Functional molecules are essential for addressing numerous societal issues, including energy, sustainability, and health. However, synthesizing large and complex molecules with multiple stereocenters remains a significant challenge. To overcome this, biological catalysis using enzymes has been extensively utilized. Enzymes, nature’s catalysts, offer several advantages over organic chemistry catalysts, such as higher catalytic activity and selectivity, and the ability to operate under mild conditions. Therefore, enzymes are often the preferred choice for chemo-, regio-, or stereoselective reactions, enabling more sustainable production processes at both laboratory and industrial scales. While many studies have successfully leveraged enzymes for large-scale organic synthesis, there are still limitations to their routine use in synthetic reactions. For example, enzyme functions are not yet fully discovered, and wild-type enzymes may not always meet researchers’ needs. Consequently, my doctoral research has focused on developing machine learning models to solve problems related to enzymes. At the University of Illinois at Urbana-Champaign, under the guidance of Prof. Huimin Zhao, I have dedicated my efforts to designing machine learning models for predicting enzyme function, facilitating enzyme engineering, and predicting the bioactivity of molecules.

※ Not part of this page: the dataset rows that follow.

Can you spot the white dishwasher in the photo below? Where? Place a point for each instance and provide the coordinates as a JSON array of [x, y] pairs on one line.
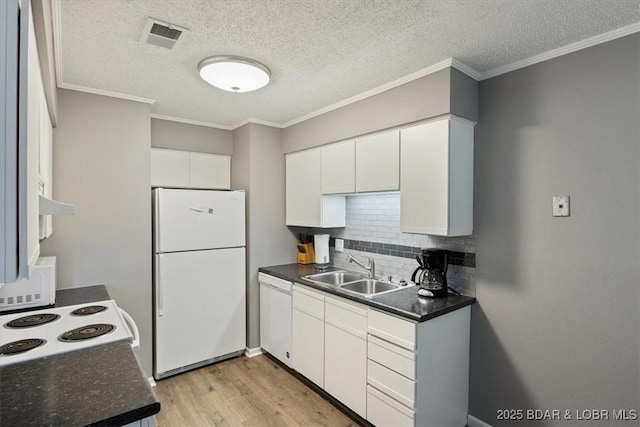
[[275, 317]]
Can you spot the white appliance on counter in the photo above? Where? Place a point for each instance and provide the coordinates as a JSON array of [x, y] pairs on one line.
[[275, 317], [199, 278], [37, 291], [34, 334]]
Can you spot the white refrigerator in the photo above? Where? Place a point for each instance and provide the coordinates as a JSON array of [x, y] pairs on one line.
[[199, 282]]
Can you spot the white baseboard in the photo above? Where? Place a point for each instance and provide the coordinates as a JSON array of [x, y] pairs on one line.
[[475, 422], [252, 352]]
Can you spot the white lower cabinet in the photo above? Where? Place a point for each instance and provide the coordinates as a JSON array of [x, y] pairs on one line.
[[307, 334], [345, 353], [387, 369], [418, 373]]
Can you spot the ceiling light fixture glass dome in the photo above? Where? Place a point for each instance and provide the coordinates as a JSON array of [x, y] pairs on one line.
[[234, 73]]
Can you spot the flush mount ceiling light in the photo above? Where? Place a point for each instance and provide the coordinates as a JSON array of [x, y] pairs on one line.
[[234, 73]]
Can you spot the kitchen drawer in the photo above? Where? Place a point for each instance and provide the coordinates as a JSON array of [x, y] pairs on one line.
[[350, 317], [384, 411], [391, 383], [309, 302], [392, 329], [391, 356]]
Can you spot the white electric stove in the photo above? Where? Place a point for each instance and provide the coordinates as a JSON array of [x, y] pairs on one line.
[[35, 334]]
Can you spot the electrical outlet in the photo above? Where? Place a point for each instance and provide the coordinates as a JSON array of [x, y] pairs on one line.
[[560, 205]]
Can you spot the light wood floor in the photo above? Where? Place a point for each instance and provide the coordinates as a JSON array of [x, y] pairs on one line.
[[243, 392]]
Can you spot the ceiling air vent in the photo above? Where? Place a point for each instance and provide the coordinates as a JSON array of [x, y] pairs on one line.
[[160, 33]]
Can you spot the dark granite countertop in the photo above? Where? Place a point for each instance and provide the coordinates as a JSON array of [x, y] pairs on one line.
[[97, 386], [405, 302]]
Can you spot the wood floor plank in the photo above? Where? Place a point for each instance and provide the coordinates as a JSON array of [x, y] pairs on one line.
[[252, 392]]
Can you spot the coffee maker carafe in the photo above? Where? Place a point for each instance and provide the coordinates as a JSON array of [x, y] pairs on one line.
[[431, 275]]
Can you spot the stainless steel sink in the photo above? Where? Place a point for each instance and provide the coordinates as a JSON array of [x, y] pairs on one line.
[[334, 277], [370, 287]]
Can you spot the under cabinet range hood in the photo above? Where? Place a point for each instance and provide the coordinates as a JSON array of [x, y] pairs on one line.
[[53, 207]]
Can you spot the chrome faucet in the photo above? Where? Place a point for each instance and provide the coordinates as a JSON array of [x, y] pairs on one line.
[[371, 268]]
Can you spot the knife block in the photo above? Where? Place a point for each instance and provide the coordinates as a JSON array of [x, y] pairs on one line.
[[306, 254]]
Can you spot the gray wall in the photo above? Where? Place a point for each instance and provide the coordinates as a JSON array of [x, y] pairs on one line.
[[258, 168], [428, 96], [101, 164], [183, 136], [557, 323]]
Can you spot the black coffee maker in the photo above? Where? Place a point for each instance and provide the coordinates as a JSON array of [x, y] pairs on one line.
[[431, 275]]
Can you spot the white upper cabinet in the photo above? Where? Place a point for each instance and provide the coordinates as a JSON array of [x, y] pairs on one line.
[[338, 168], [378, 162], [436, 178], [184, 169], [305, 205]]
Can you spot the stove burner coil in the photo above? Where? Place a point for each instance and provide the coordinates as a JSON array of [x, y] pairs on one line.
[[86, 332], [32, 320], [88, 310], [20, 346]]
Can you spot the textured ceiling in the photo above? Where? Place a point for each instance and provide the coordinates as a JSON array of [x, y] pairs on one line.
[[320, 52]]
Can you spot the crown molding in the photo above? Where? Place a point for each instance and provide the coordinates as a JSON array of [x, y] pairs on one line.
[[450, 62], [257, 122], [461, 66], [191, 122], [564, 50], [108, 93]]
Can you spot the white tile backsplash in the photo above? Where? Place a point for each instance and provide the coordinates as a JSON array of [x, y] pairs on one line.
[[376, 218]]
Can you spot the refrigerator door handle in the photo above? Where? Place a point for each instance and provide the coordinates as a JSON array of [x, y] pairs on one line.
[[159, 293], [199, 208], [133, 328]]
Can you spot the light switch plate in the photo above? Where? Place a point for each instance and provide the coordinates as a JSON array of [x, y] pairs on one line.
[[560, 205]]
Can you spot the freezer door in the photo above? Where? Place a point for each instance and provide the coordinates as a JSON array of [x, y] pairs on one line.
[[198, 219], [199, 307]]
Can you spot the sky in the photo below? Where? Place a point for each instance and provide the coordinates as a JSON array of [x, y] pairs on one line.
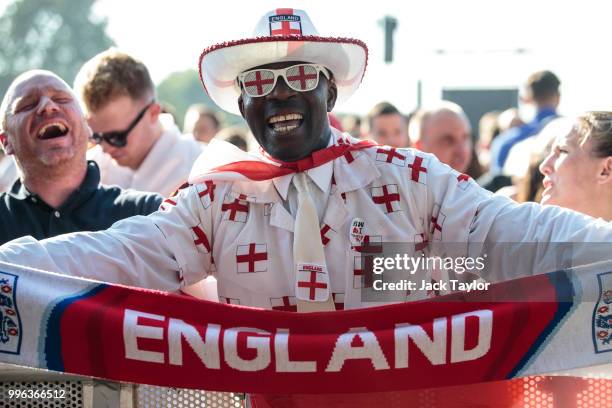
[[443, 44]]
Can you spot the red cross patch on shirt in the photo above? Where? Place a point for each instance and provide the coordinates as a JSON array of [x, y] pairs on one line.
[[420, 242], [417, 170], [285, 304], [252, 258], [338, 300], [391, 155], [463, 181], [235, 209], [200, 240], [362, 271], [229, 301], [370, 244], [387, 196], [206, 192], [325, 232], [437, 221]]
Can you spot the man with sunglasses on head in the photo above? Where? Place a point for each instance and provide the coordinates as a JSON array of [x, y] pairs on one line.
[[58, 192], [138, 146], [284, 229]]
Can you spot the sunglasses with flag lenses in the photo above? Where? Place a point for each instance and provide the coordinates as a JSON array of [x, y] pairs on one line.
[[119, 138], [301, 78]]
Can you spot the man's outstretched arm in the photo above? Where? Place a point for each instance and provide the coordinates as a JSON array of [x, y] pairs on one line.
[[155, 252]]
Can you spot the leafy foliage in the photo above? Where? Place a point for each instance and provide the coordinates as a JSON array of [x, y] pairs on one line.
[[58, 35]]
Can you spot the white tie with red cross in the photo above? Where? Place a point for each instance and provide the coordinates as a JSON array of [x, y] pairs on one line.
[[312, 286]]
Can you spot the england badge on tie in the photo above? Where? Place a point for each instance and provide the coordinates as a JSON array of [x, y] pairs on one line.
[[312, 282]]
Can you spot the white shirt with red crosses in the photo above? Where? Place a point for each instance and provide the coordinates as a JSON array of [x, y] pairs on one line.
[[242, 233]]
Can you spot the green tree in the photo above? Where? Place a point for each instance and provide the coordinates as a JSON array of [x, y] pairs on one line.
[[58, 35], [180, 90]]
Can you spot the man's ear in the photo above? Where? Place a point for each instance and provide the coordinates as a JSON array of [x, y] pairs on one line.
[[6, 144], [332, 94], [241, 105], [605, 171], [155, 111]]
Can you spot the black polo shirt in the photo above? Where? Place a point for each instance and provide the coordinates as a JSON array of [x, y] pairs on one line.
[[91, 207]]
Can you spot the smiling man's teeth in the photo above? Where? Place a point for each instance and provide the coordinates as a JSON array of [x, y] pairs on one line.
[[61, 127], [283, 118], [285, 128]]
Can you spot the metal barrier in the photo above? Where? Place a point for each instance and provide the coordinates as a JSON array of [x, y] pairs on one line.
[[46, 389]]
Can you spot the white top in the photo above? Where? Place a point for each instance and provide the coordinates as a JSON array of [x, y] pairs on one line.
[[241, 232], [8, 172], [164, 169]]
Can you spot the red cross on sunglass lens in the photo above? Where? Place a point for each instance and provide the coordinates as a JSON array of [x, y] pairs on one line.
[[298, 80], [258, 79]]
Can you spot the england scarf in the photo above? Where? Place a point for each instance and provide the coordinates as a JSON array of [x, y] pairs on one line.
[[538, 324]]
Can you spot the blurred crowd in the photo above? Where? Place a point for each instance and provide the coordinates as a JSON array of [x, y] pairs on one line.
[[131, 140]]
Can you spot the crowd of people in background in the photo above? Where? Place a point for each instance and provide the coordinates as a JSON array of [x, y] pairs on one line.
[[137, 146], [126, 155]]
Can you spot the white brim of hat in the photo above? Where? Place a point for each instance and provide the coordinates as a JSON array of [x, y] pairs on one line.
[[221, 64]]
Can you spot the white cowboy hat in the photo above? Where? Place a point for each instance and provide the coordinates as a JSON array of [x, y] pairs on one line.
[[281, 35]]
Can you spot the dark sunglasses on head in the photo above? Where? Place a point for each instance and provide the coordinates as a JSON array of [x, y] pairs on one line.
[[118, 138]]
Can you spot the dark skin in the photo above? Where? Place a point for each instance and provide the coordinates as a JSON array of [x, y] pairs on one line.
[[313, 130]]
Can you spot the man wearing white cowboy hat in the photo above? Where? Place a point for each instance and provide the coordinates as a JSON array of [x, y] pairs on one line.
[[286, 229]]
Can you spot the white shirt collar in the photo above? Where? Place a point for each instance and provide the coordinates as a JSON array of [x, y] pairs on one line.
[[320, 175]]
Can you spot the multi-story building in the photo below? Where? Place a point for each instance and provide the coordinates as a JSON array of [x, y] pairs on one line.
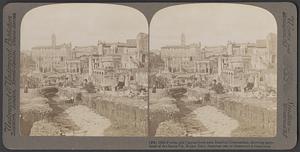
[[180, 58], [51, 58]]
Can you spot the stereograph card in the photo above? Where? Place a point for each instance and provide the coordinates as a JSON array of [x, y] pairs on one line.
[[150, 75]]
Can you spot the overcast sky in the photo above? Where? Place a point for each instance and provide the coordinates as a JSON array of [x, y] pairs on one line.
[[81, 24], [210, 24]]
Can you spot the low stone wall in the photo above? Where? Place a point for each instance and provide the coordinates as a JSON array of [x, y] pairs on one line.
[[256, 119], [121, 114]]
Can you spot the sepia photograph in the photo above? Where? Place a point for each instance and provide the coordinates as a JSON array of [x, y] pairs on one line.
[[84, 71], [213, 71], [204, 70]]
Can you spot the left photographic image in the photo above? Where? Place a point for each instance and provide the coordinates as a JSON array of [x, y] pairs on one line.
[[84, 71]]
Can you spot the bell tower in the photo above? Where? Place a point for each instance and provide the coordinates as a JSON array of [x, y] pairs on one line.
[[53, 40]]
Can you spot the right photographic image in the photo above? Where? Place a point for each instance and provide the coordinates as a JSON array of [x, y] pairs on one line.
[[213, 71]]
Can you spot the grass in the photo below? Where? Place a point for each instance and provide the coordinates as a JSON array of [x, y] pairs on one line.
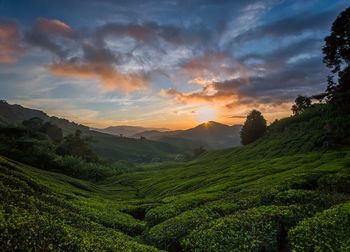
[[272, 195]]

As my first cornerstone project, I developed an ML model named CLEAN (Contrastive Learning Enabled Enzyme Function Annotation) to predict enzyme functions from amino acid sequences. Using contrastive learning, I trained a model with a protein language model to embed raw amino acid sequences. CLEAN has outperformed all earlier state-of-the-art models in predicting enzyme EC numbers in silico. Additionally, we used halogenase as a case study to validate CLEAN's performance in vitro. Moreover, I have been working on developing an AI-driven autonomous protein engineering platform and an ML model to predict chemical compounds' antibiotic activities against gram-negative bacteria. Manuscripts describing these two ongoing projects are under preparation. As an aspiring independent principal investigator, my future research will build upon my doctoral work, focusing on developing computational tools in synthetic biology. I aim to expand the capability and application of machine learning and protein language models.

Teaching Interests

Witnessing my students and mentees grow and succeed has been immensely rewarding throughout my Ph.D. training. During my undergraduate and graduate studies, I served as a teaching assistant for a total of eight semesters, teaching core chemical engineering courses, design courses, and electives. These experiences have given me the confidence to lead both core and elective chemical engineering classes. Additionally, my research has well-positioned me to teach computational methods courses, including computational analysis, data science, and machine learning for chemical engineering. I am also passionate about designing new curricula that explore the application of computational tools in chemical engineering and experimenting with how students can benefit from large language models.